Juan Luria (20 December 1862 – 21 May 1943) was a Polish-Jewish operatic baritone. Born as Johannes Lorié, he studied with Joseph Gänsbacher in Vienna.

He performed with the Stuttgart Opera (then the Stuttgart Hofheater) in 1885, then at NYC's Metropolitan Opera in the 1890–91 season. While in New York, he sang the roles of Pizarro, Kurwenal, Alberich and Gunther, the American premieres of some little remembered operas such as Diana von Solange (9 January 1891).

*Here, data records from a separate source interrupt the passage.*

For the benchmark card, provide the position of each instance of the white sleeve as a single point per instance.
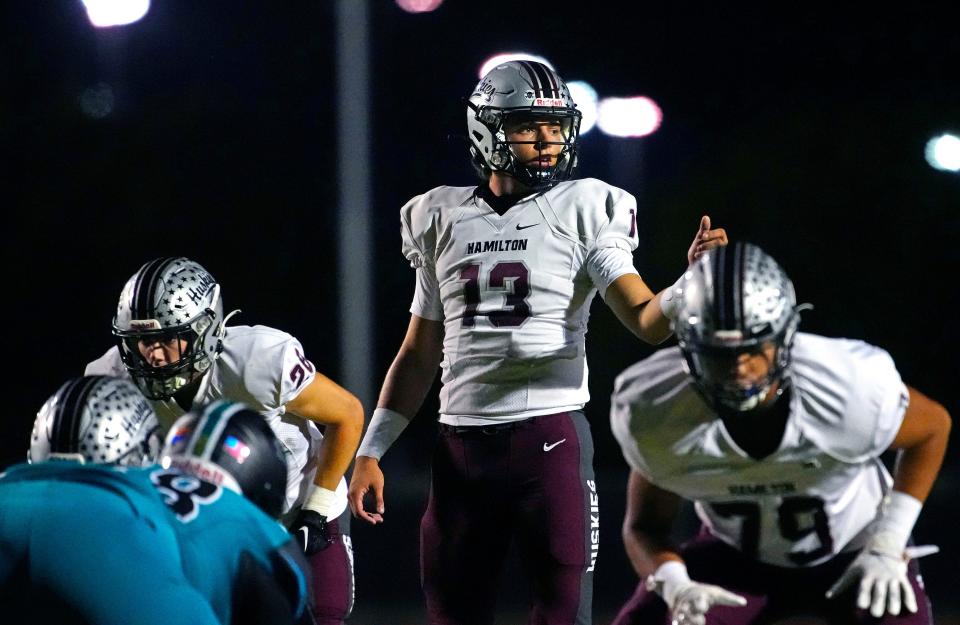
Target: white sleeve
(416, 231)
(611, 255)
(854, 397)
(620, 227)
(606, 264)
(426, 298)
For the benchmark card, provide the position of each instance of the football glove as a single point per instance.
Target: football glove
(688, 600)
(881, 569)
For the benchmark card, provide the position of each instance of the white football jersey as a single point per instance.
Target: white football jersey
(514, 292)
(808, 500)
(263, 368)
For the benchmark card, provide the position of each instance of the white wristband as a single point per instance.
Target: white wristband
(384, 428)
(667, 578)
(897, 516)
(671, 297)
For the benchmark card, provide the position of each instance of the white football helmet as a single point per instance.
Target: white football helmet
(525, 90)
(96, 419)
(175, 301)
(735, 299)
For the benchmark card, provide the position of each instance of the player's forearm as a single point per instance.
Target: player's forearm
(653, 325)
(647, 550)
(638, 309)
(340, 442)
(917, 466)
(408, 380)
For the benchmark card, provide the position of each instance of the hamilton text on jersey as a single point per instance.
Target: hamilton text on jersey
(508, 245)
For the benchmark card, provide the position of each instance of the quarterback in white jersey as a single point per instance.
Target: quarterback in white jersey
(776, 436)
(505, 275)
(174, 344)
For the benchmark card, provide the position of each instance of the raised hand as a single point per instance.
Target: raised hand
(367, 476)
(707, 238)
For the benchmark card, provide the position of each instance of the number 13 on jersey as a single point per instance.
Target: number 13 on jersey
(507, 280)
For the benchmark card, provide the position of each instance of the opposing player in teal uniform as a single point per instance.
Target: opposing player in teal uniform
(89, 542)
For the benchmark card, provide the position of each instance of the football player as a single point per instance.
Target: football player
(99, 539)
(777, 437)
(505, 275)
(173, 341)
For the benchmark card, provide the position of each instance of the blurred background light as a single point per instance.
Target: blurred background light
(943, 152)
(419, 6)
(497, 59)
(585, 97)
(106, 13)
(638, 116)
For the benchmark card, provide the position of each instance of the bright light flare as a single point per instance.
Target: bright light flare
(585, 97)
(419, 6)
(107, 13)
(498, 59)
(943, 152)
(638, 116)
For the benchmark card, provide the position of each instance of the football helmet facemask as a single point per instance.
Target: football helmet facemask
(231, 445)
(170, 304)
(516, 92)
(96, 419)
(736, 300)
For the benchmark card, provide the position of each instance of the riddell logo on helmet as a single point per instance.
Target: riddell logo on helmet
(145, 324)
(728, 337)
(204, 470)
(548, 102)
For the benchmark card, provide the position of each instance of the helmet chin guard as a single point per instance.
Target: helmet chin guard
(521, 90)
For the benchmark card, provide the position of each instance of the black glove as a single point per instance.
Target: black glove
(311, 532)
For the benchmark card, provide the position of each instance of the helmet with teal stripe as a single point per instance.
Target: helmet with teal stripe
(231, 445)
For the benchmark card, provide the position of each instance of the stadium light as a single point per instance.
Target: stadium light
(419, 6)
(943, 152)
(638, 116)
(585, 97)
(107, 13)
(497, 59)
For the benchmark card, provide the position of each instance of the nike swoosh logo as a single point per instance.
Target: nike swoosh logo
(547, 447)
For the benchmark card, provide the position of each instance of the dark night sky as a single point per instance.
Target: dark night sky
(801, 130)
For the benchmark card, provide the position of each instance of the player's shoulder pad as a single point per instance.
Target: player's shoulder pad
(587, 209)
(643, 393)
(245, 344)
(851, 395)
(425, 218)
(109, 364)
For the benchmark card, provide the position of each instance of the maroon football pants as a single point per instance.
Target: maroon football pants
(530, 481)
(331, 573)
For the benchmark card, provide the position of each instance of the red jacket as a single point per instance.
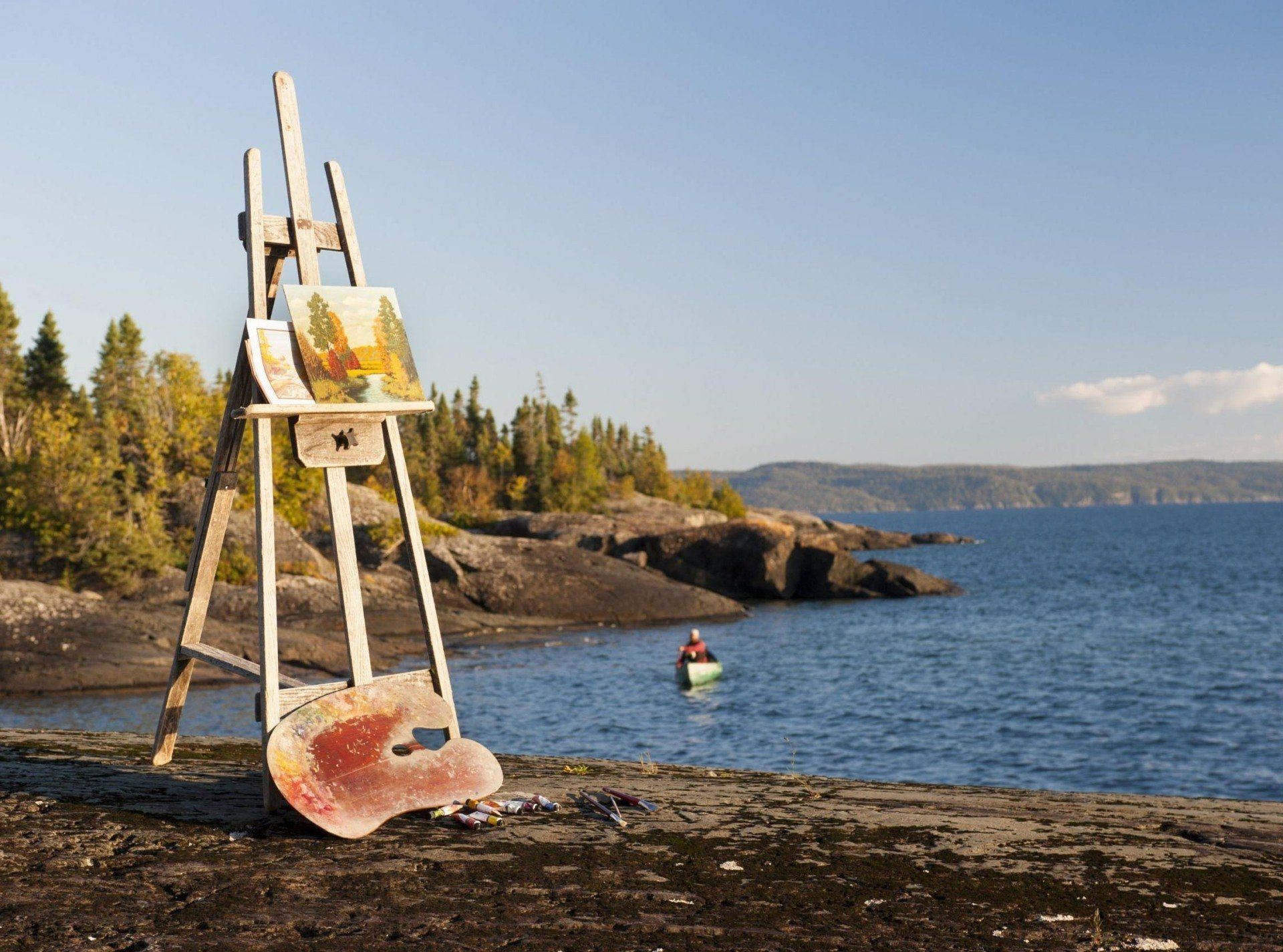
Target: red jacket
(697, 652)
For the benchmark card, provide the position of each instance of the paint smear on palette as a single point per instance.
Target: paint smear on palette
(349, 761)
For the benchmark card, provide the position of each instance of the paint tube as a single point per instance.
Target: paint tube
(484, 806)
(545, 804)
(517, 806)
(631, 800)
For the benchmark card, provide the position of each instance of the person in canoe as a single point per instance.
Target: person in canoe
(696, 649)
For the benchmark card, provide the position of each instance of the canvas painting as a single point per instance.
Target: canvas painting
(353, 344)
(276, 361)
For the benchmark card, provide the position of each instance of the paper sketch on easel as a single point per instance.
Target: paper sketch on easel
(276, 361)
(353, 344)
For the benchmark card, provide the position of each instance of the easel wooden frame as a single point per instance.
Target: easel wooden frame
(269, 242)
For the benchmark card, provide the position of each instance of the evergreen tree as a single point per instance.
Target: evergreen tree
(45, 366)
(15, 412)
(11, 355)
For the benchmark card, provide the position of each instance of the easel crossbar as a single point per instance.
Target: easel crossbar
(231, 663)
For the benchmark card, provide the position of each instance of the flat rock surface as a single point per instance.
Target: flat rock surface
(102, 851)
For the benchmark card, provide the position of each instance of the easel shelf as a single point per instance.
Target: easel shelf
(277, 411)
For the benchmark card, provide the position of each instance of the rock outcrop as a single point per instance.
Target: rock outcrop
(623, 521)
(739, 559)
(849, 535)
(769, 560)
(537, 578)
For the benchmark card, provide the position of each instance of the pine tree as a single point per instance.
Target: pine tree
(11, 355)
(15, 411)
(45, 366)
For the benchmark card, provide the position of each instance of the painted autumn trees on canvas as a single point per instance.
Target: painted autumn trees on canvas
(354, 351)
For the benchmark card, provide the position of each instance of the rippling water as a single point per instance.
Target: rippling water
(1135, 649)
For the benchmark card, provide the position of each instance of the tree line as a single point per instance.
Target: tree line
(89, 474)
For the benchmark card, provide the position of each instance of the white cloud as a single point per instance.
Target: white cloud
(1206, 391)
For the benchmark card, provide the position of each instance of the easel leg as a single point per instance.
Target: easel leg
(349, 577)
(418, 570)
(270, 677)
(194, 616)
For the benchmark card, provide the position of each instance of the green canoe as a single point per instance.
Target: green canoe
(693, 673)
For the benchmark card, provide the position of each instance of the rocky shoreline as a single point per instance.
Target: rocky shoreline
(99, 850)
(642, 563)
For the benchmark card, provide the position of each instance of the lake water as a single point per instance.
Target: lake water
(1135, 649)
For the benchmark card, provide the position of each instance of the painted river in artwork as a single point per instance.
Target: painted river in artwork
(1133, 648)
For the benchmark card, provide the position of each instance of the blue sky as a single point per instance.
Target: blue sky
(863, 232)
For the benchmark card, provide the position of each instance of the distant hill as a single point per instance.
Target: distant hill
(835, 488)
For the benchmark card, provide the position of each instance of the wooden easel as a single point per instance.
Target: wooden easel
(269, 242)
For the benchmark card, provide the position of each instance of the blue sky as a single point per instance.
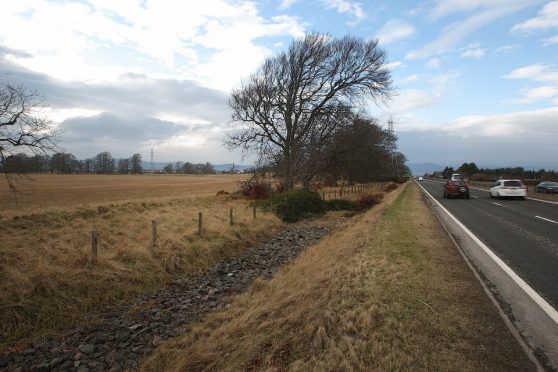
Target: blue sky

Among other Metropolitan Opera appearances, he sang two Meyerbeer roles: De Nevers in Les Huguenots and Count Oberthal in Le Prophète. He sang in the Berlin Theater des Westens, Brussels Théâtre de la Monnaie and the Dresden Hoftheater in 1884. In Italy, he sang under the name Giovanni Luria in Genoa and at La Scala in Milan, 1893–94, creating the first Italian Wotan. Upon retirement he turned to teaching. His students included Käthe Heidersbach, Elfriede Marherr, Michael Bohnen and the tenor Gotthelf Pistor.

In 1937, he fled to the Netherlands, teaching in Amsterdam and The Hague, but was caught after the May 1940 invasion of the Netherlands by German forces and interned in a concentration camp. He was deported from Westerbork to Sobibor on 18 May 1943, aged 81, where he died three days later, on 21 May 1943.

He recorded extensively for Favorite (Berlin, 1905–07), Pathé, Zonophone, Beka, Dacapo, Homochord, Pathé, Parlophon, and Anker. He recorded Jewish songs on Odeon.